The answers to those questions — “no” and “yes,” respectively — led us to the current situation, when conservative politics has become almost entirely negative….Most Republicans gleefully embrace incoherent or self-destructive policies designed to punish or horrify people they dislike, whether that means feminists, immigrants, black people, campus “snowflakes,” members of the “liberal elite” or (above all) Hillary Clinton. I am not the world’s biggest fan of Hillary Clinton, as Amanda knows! But what the hell she ever did to all those people to make them despise her so much is entirely unclear..

As O’Hehir notes, the self-proclaimed conservatives of the GOP have morphed from the “supercilious, upper-crust conservatism “of William F. Buckley Jr., whom he accurately describes as the dictionary definition of an elitist, to the delusional ignorance of Alex Jones and the small-minded hatred of Charlottesville.

The basic premise of Marcotte’s book is that Trump is not an anomaly.
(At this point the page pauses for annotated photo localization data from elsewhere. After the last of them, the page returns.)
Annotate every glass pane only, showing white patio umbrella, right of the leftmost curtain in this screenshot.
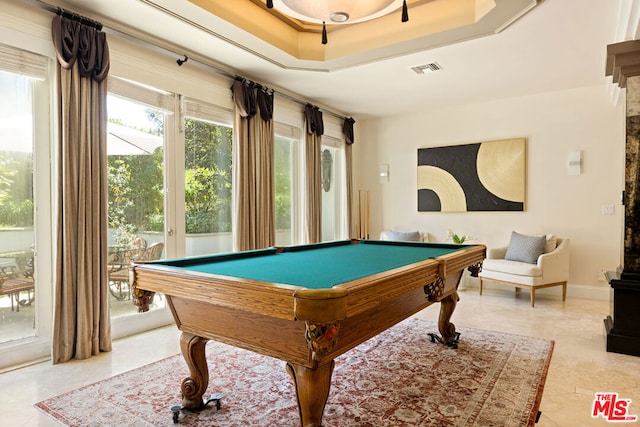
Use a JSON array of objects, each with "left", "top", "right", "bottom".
[{"left": 107, "top": 94, "right": 164, "bottom": 318}]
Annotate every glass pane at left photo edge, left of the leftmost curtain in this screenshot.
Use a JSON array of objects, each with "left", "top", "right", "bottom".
[{"left": 0, "top": 71, "right": 36, "bottom": 343}]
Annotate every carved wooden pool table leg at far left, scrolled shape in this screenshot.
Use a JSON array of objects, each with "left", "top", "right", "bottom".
[{"left": 180, "top": 332, "right": 209, "bottom": 410}]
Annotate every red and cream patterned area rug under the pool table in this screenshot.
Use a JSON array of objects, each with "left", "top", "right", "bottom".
[{"left": 35, "top": 319, "right": 554, "bottom": 427}]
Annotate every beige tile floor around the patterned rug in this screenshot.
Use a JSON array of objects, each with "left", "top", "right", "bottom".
[{"left": 0, "top": 287, "right": 640, "bottom": 427}]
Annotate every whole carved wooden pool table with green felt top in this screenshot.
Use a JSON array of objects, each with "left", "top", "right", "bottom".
[{"left": 131, "top": 240, "right": 486, "bottom": 427}]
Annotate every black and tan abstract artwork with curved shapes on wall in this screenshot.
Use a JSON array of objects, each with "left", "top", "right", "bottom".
[{"left": 418, "top": 138, "right": 526, "bottom": 212}]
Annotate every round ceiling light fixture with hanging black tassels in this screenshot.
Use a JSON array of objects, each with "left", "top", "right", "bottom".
[{"left": 267, "top": 0, "right": 409, "bottom": 44}]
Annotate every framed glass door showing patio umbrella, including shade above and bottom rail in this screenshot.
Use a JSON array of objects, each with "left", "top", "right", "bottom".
[{"left": 107, "top": 76, "right": 175, "bottom": 338}]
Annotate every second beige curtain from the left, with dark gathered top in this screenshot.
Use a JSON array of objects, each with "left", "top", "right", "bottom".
[{"left": 231, "top": 79, "right": 275, "bottom": 251}]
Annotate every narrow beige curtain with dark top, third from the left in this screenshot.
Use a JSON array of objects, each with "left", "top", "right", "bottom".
[{"left": 305, "top": 104, "right": 324, "bottom": 243}]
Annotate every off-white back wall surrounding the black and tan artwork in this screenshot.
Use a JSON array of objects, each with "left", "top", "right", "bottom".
[{"left": 354, "top": 83, "right": 625, "bottom": 289}]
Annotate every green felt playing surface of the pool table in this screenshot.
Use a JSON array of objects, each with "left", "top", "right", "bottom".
[{"left": 152, "top": 241, "right": 467, "bottom": 289}]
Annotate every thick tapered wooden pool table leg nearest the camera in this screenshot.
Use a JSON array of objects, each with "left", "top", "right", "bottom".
[{"left": 287, "top": 360, "right": 335, "bottom": 427}]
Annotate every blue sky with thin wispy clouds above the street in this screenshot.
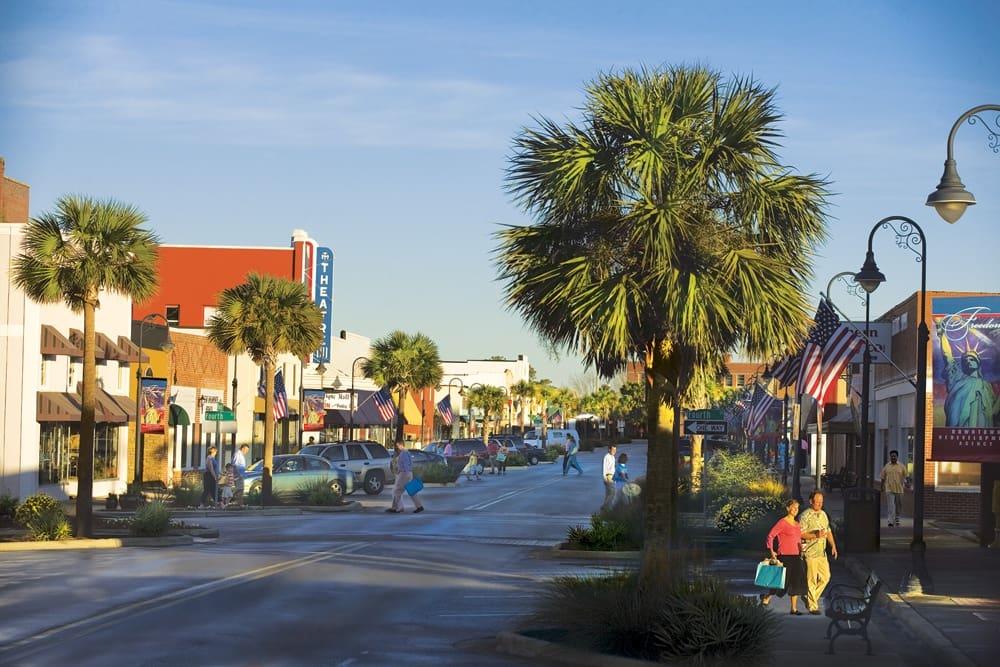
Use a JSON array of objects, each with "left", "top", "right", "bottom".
[{"left": 0, "top": 0, "right": 1000, "bottom": 385}]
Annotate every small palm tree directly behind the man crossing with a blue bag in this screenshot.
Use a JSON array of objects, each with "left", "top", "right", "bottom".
[{"left": 361, "top": 330, "right": 444, "bottom": 441}]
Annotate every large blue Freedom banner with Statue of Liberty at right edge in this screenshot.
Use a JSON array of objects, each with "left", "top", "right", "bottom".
[{"left": 930, "top": 295, "right": 1000, "bottom": 463}]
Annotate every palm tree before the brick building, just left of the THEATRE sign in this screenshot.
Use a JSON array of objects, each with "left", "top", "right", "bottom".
[{"left": 208, "top": 273, "right": 323, "bottom": 505}]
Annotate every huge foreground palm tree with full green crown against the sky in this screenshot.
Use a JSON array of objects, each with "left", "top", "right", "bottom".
[{"left": 496, "top": 67, "right": 827, "bottom": 576}]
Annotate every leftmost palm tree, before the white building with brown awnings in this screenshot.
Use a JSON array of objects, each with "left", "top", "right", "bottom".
[{"left": 12, "top": 195, "right": 159, "bottom": 537}]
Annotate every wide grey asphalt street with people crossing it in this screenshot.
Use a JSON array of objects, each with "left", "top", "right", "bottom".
[{"left": 0, "top": 445, "right": 645, "bottom": 667}]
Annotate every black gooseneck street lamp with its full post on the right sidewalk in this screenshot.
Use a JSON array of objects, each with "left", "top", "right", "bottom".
[{"left": 854, "top": 215, "right": 931, "bottom": 592}]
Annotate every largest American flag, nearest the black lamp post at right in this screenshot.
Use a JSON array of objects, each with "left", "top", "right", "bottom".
[{"left": 797, "top": 299, "right": 864, "bottom": 405}]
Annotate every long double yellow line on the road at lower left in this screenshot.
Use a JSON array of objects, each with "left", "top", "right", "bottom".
[{"left": 0, "top": 542, "right": 370, "bottom": 664}]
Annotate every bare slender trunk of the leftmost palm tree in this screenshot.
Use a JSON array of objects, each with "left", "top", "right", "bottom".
[{"left": 76, "top": 300, "right": 97, "bottom": 537}]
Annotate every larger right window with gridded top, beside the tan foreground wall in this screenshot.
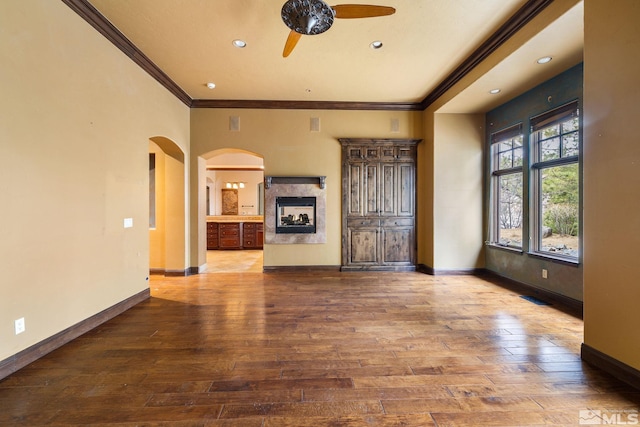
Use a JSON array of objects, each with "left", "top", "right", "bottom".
[{"left": 531, "top": 102, "right": 580, "bottom": 260}]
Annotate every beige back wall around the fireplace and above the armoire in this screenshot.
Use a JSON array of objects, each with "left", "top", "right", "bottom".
[{"left": 191, "top": 109, "right": 422, "bottom": 267}]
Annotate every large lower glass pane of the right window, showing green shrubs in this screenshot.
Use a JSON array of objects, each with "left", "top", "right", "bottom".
[{"left": 539, "top": 163, "right": 579, "bottom": 257}]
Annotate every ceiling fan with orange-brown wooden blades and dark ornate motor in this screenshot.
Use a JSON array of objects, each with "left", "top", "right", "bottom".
[{"left": 281, "top": 0, "right": 396, "bottom": 58}]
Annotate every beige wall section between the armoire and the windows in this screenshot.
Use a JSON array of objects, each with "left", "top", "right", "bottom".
[{"left": 418, "top": 109, "right": 484, "bottom": 272}]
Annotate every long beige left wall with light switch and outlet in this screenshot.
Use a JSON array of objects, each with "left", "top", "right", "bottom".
[{"left": 0, "top": 0, "right": 189, "bottom": 360}]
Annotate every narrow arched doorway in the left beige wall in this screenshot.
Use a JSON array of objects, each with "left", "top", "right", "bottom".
[{"left": 149, "top": 136, "right": 187, "bottom": 276}]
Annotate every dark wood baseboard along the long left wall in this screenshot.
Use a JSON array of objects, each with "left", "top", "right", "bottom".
[{"left": 0, "top": 289, "right": 151, "bottom": 380}]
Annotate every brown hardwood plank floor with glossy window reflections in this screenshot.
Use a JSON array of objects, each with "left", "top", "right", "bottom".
[{"left": 0, "top": 271, "right": 640, "bottom": 427}]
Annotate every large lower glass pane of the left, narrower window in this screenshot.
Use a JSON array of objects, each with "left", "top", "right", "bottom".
[{"left": 497, "top": 173, "right": 522, "bottom": 248}]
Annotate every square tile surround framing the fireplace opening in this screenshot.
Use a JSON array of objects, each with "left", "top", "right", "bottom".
[{"left": 264, "top": 176, "right": 327, "bottom": 244}]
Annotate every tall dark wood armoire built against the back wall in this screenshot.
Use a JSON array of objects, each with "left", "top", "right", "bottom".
[{"left": 339, "top": 138, "right": 421, "bottom": 271}]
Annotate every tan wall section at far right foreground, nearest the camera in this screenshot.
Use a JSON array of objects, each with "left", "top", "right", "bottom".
[{"left": 584, "top": 0, "right": 640, "bottom": 369}]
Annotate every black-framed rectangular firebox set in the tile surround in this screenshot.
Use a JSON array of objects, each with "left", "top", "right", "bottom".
[{"left": 276, "top": 197, "right": 316, "bottom": 234}]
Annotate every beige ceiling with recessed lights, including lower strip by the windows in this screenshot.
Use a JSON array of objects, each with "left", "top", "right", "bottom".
[{"left": 89, "top": 0, "right": 583, "bottom": 112}]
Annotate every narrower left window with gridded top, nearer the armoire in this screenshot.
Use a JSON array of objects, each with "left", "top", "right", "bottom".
[{"left": 491, "top": 125, "right": 524, "bottom": 248}]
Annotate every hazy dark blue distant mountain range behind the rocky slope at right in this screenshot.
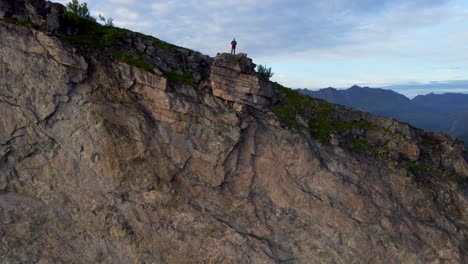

Much as we might like to believe that we are living in a time that is a departure from the trajectory of American history, Marcotte sees Trump as the logical conclusion of an undercurrent in conservatism that’s been going on for decades — attitudes and resentments encouraged by talk radio, Fox News and their imitators that have “reconstructed” American conservatism. Today, rather than political opinions or policy positions, it’s all about hate and bigotry and who doesn’t belong–who isn’t a “real” American.

Plenty has been written about Fox News, talk radio and other media that ranges from spin to propaganda, and the extent to which those outlets are implicated in the twisted worldviews of their audience, but Marcotte shares an important insight that often gets overlooked:

I want to convey in this book, and I hope in this interview, that conservative audiences respond to this kind of media because they want to. I think we underestimate how much people are going to do what they want to do and believe what they want to believe.

Blaming the propagandists and conspiracy theorists lets their audiences off the hook–it assumes a lack of moral agency. The people who parrot “Fox and Friends” choose their news, and they choose not to balance it with other perspectives. For whatever reason–impelled by whatever inadequacies and resentments–they choose to indulge in confirmation bias rather than resisting it.

It’s co-dependency.

Without their willingness to suspend critical thinking–their desperate need to believe in their own racial and/or religious and/or gender superiority, the Rush Limbaughs and Fox News blonds and purveyors of Pizza conspiracies would be out of business.